MIA EDENBERG
BENJAMIN SHIELDEN
ESPRIT RECONTRE MIA EDENBERG ET BENJAMIN SHIELDEN
Nous avons récemment accueilli Mia Edenberg et Benjamin Shielden dans nos locaux à Confolens. Compositeurs, producteurs et professionnels du son, ils sont venus découvrir l’entreprise, visiter nos ateliers et échanger avec l’équipe autour de notre manière de travailler.
Mia et Benjamin ont collaboré sur de nombreux projets, aussi bien pour le cinéma que pour le jeu vidéo et la création musicale.

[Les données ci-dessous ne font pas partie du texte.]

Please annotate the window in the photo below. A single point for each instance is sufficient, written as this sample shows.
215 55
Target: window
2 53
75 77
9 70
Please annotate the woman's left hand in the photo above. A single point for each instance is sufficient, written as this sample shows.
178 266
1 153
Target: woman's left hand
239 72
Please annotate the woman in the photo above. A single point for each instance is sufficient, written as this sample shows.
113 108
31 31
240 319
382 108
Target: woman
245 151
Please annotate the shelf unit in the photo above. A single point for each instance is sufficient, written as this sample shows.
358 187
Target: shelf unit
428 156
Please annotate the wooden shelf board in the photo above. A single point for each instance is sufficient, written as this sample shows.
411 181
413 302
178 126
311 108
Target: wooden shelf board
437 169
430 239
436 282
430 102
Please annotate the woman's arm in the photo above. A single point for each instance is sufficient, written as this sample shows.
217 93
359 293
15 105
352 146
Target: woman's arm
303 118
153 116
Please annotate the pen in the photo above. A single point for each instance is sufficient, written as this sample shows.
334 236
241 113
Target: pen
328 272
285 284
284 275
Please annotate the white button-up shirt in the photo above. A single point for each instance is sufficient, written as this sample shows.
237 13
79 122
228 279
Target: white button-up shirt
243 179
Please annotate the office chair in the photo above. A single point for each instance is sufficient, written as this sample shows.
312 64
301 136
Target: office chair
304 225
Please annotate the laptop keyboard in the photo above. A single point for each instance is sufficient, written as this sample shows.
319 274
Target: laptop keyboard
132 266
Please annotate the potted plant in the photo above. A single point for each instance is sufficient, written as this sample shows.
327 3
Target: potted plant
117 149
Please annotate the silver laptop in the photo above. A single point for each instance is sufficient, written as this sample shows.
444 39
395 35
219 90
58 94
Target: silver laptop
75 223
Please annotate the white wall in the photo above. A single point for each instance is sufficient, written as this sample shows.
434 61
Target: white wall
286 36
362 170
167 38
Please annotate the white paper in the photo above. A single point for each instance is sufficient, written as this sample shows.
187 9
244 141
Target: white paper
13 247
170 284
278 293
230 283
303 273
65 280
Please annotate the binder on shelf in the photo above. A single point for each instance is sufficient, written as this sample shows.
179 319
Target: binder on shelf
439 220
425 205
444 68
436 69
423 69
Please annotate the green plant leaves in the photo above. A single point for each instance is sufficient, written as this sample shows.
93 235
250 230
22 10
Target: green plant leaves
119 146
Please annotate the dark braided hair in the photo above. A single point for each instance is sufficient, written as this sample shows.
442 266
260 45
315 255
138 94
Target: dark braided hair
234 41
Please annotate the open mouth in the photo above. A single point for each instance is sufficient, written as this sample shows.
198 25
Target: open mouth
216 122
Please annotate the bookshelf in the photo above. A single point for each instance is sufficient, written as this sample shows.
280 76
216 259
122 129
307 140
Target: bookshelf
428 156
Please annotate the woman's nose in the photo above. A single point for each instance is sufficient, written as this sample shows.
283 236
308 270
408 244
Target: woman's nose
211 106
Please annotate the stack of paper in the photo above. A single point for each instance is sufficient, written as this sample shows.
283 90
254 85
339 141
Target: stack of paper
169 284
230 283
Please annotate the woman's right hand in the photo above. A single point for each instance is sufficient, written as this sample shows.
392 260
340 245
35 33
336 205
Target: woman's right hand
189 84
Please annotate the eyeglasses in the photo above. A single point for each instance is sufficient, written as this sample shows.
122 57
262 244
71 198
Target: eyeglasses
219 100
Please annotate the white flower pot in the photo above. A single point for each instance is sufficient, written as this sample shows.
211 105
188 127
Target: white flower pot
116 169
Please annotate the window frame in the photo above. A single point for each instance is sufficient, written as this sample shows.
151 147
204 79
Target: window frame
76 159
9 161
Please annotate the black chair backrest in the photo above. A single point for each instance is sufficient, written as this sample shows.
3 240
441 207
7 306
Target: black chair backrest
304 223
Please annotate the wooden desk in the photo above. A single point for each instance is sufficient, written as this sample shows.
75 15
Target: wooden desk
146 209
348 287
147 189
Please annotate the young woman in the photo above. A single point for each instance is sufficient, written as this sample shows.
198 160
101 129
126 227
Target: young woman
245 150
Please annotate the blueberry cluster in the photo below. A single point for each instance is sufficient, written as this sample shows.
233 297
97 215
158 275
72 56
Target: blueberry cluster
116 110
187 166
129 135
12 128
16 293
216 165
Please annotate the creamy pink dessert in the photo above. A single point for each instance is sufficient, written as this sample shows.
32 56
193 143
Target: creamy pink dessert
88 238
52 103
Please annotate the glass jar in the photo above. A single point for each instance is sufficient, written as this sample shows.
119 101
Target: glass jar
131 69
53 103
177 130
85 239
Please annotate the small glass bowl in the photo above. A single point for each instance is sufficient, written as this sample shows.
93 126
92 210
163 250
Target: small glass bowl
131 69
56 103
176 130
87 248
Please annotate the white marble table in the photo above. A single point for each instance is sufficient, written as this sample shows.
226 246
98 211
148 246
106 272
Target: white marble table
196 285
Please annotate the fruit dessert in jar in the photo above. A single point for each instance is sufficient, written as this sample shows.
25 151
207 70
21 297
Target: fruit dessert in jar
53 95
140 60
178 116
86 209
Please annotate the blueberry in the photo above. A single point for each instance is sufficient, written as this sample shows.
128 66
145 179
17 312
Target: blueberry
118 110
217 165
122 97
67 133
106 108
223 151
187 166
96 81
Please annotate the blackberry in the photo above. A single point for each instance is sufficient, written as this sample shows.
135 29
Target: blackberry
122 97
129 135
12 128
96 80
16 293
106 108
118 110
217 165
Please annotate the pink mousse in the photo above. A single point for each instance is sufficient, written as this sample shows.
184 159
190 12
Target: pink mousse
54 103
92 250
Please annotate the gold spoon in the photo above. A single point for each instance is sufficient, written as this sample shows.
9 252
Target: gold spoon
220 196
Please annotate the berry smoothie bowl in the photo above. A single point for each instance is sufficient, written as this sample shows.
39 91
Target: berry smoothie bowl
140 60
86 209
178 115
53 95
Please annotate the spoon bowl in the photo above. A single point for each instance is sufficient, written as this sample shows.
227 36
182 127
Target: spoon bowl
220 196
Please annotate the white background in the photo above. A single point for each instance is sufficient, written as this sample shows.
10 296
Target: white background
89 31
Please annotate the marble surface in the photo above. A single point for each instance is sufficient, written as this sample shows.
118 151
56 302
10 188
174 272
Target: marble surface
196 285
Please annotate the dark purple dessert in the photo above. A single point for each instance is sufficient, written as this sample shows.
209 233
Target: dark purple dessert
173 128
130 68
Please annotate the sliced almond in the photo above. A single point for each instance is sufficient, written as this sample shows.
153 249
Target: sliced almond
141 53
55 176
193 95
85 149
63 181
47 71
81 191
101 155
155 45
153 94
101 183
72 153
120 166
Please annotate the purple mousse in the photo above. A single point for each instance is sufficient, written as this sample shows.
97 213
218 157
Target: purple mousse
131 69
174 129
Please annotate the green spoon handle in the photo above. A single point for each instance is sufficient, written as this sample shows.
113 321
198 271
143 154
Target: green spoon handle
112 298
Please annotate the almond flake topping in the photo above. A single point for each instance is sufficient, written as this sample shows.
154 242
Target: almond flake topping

Parmi eux figurent notamment la bande originale du film Colt 45, sorti en 2014 avec Gérard Lanvin et JoeyStarr, ainsi que des projets liés aux univers de Dishonored et Tom Clancy’s The Division 2. Plus récemment, ils ont également composé la bande originale de Hangin’ Off!, portée par une esthétique arcade rétro mêlant musique électronique, synthwave et sonorités inspirées du jeu vidéo. À cela s’ajoutent de nombreux albums, projets de création originale et musiques destinées à la publicité.
À l’occasion de leur venue, Mia et Benjamin nous ont présenté ESPRIT 70, un album composé spécialement pour Esprit. Nous avons eu la chance de découvrir cette création pour la première fois dans notre auditorium, sur nos enceintes Lisa.
Ce moment d’écoute a permis de découvrir leur travail dans des conditions très différentes de celles du studio, mais aussi d’échanger autour de la manière dont une œuvre évolue une fois reproduite sur un système haute fidélité.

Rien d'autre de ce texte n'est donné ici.